During their phone call, Walton shared her worries with Gorti about Joey not having a normal life. “And I lost it,” says Gorti. “I was like, ‘I want you to come and see Chicago. It just so happens that I’m scheduled to play Billy next week, so I’d love for you to come. And if that just gives you even the slightest bit of hope, then amazing.’”

The next week, December 7, the musical’s entire cast and house management team rolled out the red carpet for the Walton family. They got to see Gorti exceeding a normal life, performing as a lead on Broadway. “It was amazing to see him in his element and to see just how awesome he was… and it just made me think that I can’t wait to see what happens with Joey,” says Walton. “I can’t wait to see him blow my mind like Jeff.”
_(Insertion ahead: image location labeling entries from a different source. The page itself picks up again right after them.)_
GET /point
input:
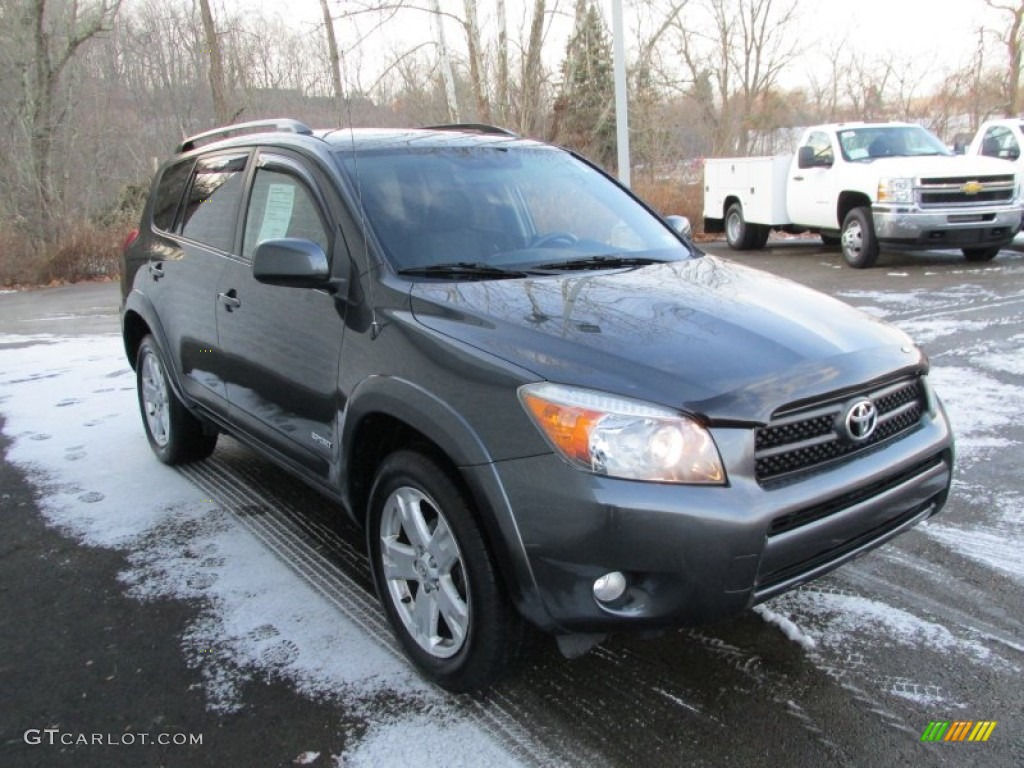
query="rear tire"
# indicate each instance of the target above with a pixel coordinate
(175, 435)
(435, 577)
(860, 249)
(740, 235)
(980, 254)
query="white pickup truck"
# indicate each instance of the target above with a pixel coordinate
(863, 185)
(1001, 138)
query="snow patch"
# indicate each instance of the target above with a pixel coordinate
(788, 629)
(72, 413)
(842, 621)
(978, 406)
(429, 738)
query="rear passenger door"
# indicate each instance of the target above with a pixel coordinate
(282, 345)
(196, 238)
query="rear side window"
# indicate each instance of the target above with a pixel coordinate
(169, 190)
(212, 206)
(282, 206)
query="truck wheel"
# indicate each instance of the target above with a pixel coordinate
(175, 435)
(435, 577)
(980, 254)
(740, 235)
(860, 249)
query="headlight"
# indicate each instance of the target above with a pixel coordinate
(896, 190)
(622, 437)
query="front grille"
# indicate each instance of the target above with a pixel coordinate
(794, 520)
(948, 190)
(809, 437)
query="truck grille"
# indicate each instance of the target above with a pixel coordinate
(965, 190)
(811, 436)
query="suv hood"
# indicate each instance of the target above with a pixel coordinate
(705, 336)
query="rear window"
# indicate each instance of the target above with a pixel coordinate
(499, 207)
(212, 208)
(169, 190)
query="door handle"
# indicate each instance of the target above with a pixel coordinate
(230, 300)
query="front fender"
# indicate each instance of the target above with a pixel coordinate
(444, 426)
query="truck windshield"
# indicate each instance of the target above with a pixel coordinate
(888, 141)
(510, 208)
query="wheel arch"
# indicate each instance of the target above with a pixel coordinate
(849, 200)
(387, 414)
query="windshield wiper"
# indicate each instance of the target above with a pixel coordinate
(462, 269)
(599, 262)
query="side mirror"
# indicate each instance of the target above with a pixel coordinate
(293, 262)
(681, 225)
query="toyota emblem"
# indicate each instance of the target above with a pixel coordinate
(860, 420)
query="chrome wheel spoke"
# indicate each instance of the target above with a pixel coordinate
(454, 609)
(424, 619)
(413, 522)
(443, 548)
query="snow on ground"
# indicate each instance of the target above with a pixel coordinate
(979, 406)
(71, 409)
(842, 621)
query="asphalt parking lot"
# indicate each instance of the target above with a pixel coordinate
(227, 600)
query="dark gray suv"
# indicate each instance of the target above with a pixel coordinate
(544, 404)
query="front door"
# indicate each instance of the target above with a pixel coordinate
(281, 345)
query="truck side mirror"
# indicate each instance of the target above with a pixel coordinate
(807, 159)
(291, 261)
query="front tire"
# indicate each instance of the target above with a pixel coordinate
(175, 435)
(860, 249)
(739, 233)
(980, 254)
(435, 577)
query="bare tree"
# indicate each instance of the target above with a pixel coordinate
(221, 111)
(476, 67)
(335, 58)
(733, 52)
(57, 35)
(1013, 38)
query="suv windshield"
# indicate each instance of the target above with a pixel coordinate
(502, 207)
(888, 141)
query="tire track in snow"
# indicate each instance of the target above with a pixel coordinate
(520, 712)
(292, 546)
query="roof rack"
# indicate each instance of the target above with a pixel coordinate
(473, 128)
(283, 125)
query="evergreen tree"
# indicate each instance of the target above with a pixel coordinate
(585, 110)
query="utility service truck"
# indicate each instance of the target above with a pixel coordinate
(863, 185)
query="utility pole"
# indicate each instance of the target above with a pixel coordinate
(622, 114)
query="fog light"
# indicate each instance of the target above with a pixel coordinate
(609, 587)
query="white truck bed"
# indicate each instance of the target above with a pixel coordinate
(760, 182)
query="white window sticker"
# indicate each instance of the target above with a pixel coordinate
(278, 214)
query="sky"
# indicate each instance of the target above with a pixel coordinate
(937, 35)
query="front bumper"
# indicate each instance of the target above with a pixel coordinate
(697, 554)
(911, 226)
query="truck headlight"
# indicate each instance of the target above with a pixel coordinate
(896, 190)
(623, 437)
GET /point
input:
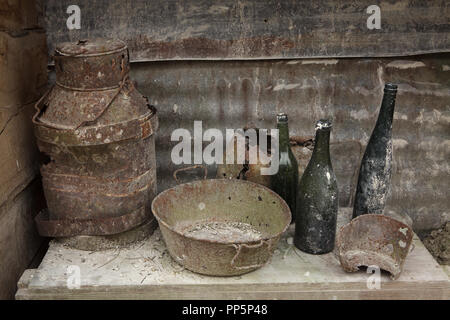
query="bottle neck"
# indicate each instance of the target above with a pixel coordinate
(283, 136)
(322, 146)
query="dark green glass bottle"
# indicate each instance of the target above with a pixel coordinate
(285, 182)
(376, 166)
(317, 203)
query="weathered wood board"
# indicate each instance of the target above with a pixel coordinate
(252, 29)
(146, 271)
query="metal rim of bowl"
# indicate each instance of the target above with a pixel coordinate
(285, 209)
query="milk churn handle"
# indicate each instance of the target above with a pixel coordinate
(38, 104)
(190, 168)
(121, 85)
(239, 247)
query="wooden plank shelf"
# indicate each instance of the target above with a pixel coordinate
(146, 271)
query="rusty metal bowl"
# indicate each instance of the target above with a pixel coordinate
(374, 240)
(221, 227)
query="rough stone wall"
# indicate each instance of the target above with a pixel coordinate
(232, 94)
(23, 78)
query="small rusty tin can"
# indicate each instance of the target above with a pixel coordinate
(98, 131)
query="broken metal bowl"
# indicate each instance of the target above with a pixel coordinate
(374, 240)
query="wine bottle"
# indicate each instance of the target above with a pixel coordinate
(317, 203)
(375, 172)
(285, 182)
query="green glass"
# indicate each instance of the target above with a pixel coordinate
(285, 182)
(317, 204)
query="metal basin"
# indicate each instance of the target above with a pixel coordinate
(221, 227)
(374, 240)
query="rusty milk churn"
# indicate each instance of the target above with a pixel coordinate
(98, 131)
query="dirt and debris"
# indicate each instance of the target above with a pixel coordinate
(438, 243)
(223, 231)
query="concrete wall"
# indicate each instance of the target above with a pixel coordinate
(232, 94)
(23, 79)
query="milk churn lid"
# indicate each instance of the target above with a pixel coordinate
(91, 47)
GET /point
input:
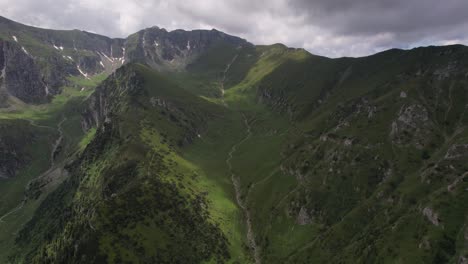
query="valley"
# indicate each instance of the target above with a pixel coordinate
(199, 147)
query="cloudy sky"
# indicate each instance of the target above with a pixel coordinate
(327, 27)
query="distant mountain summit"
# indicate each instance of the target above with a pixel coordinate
(43, 59)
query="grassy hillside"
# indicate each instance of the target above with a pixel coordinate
(251, 154)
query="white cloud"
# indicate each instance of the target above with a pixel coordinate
(325, 27)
Jeff Gorti and Joey Walton Julia Chambers

The Walton family’s wounds are still healing. But Walton is trying to look at what has come to pass with perspective and gratitude. Seeing Gorti in Chicago has definitely given her hope for the future. “It will forever stay with me as a memory I will always have and show." She admits her son may one day ask questions about why he is not like other kids, or doubting his own abilities. "And I’ll say to him, ‘There was a man named Jeff Gorti that’s just like you, and you met him. And I want this to inspire you to feel like you can do anything you put your mind to,’” she says. Walton knows that her son is going to be okay, because Gorti has shown her that he will be.

Most of all, she knows that Joey has someone to talk to if he is ever feeling alone. “It’s a very rare cancer that they face…Joey is the first child who Jeff’s met in 29 years. So that shows you how rare it is,” says Walton. “I’m sure Joey will probably be the only kid in school, the only kid in sports, the only kid with it—so he’s going to have to have some tough skin,” she adds. “But when it gets hard, he can always call Jeff.”

The Walton family gave Gorti a gift, as well. “I think this was one of my proudest moments…to do the thing I love—on Broadway— in front of a kid that went through something identical to what I went through,” he says. “I second guessed myself a lot growing up because I’m different…and I know [Joey’s] not 100 percent aware of it right now. But he will be, and I want him to know that anything can be possible.”

Gorti believes there is no limit to one's determination. He encourages anyone who has come out the other side of cancer to follow their dreams and believe that they are strong enough to face anything. “For people who have beaten cancer, you really can beat anything,” he says. “You’ve beaten your body. Now, mentally, you can beat anything life has to offer.”